This first link does not contain a recommendation suitable for scientific visualization.
Rather, it is a summary of research on visual displays - including the effect of color on performance.
From the US Army's report on helmet-mounted displays.
"A number of studies have expounded on the positive impact of color on performance. In one of the more comprehensive studies, DeMars (1975) concluded that, for certain applications, color enhanced accuracy, decision time, and workload capability. However, Davidoff (1991) and Dudfield (1991) found that the actual significance of color far outweighed its perceived importance. An investigation (Spenkelink and Besuijen, 1996) of whether the use of color, and the resulting available chromatic contrast, could help improve performance in the presence of low luminance contrast concluded that only under special conditions was there an additive effect, and, in general, chromatic contrast cannot be substituted for luminance contrast. Rabin (1996) compared Snellen and vernier acuity, contrast sensitivity, peripheral target detection, and flicker detection for simulated green (x = 0.331, y =0.618) and orange (x = 0.531, y = 0.468) phosphors. For central visual tasks, no differences were found. However, peripheral target detection was found to be enhanced for the green phosphor."

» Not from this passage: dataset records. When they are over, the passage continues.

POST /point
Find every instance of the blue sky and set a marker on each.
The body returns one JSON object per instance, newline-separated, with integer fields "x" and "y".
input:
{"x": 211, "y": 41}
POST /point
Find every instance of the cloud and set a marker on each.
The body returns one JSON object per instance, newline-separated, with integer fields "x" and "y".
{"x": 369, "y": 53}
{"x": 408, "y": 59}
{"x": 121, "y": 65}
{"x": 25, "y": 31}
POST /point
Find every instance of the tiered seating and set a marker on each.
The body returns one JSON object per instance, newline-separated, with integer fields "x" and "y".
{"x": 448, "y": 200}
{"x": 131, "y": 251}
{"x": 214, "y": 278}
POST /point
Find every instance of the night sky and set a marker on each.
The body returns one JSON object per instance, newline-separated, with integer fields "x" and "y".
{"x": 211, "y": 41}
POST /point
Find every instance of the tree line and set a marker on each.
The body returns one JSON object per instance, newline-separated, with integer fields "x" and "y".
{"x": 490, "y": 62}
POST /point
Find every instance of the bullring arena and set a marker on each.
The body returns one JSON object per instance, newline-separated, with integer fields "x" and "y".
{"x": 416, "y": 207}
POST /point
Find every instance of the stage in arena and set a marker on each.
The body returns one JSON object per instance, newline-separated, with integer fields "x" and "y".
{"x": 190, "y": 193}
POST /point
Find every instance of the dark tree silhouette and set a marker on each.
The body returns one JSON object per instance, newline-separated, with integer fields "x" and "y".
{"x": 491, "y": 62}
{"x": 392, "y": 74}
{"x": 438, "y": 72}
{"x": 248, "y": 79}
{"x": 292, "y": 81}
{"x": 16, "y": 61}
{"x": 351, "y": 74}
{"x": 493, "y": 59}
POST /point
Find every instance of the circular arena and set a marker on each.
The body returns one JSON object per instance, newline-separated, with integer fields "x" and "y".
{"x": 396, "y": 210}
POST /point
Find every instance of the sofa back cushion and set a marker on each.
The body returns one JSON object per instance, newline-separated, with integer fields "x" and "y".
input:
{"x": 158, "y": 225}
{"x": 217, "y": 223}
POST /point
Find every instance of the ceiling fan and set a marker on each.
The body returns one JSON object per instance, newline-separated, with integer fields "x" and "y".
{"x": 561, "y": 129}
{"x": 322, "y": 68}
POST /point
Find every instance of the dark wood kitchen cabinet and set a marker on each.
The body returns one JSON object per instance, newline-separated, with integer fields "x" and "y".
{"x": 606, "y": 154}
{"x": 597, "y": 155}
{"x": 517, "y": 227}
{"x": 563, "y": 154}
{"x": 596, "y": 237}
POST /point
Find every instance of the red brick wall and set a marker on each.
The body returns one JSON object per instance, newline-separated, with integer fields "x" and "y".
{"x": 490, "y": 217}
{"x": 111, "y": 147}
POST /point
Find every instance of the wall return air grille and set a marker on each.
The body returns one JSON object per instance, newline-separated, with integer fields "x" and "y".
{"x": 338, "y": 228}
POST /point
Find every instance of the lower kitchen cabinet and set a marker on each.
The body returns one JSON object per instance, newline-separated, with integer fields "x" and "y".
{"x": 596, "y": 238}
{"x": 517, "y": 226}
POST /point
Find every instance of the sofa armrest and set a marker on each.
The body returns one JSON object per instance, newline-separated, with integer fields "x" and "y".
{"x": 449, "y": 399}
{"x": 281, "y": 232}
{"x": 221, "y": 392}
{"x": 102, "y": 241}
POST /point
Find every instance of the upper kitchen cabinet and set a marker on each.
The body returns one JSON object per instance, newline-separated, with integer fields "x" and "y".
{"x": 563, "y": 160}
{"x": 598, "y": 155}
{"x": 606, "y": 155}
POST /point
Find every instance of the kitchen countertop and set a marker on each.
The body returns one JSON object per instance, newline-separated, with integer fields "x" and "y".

A few things to keep in mind when reading that report. (1) the environment in which one uses an HMD and a scientific visualization are quite different. (2) most likely, performance outweighs preference when identifying the best design for an HMD, (3) visual appeal and performance may be equally important in scientific visualization, (4) colors selected by military/aviation/nuclear power/maritime system designers are invariably highly saturated colors that are not suitable for commercial software.
The importance of visual appeal can be seen in the absence of an achromatic color scheme in the set provided by the Colorbrewer. These are empirically derived color gradients for use as color fills. They are suitable as fills for maps and charts. The research supporting these colors is not relevant to colors for lines or points.
This is an IBM research report with recommendations for gradients in visualization. Take a look at Table 1. Although several of their recommendations include gray as a starting point, all of the gradients include hue variation.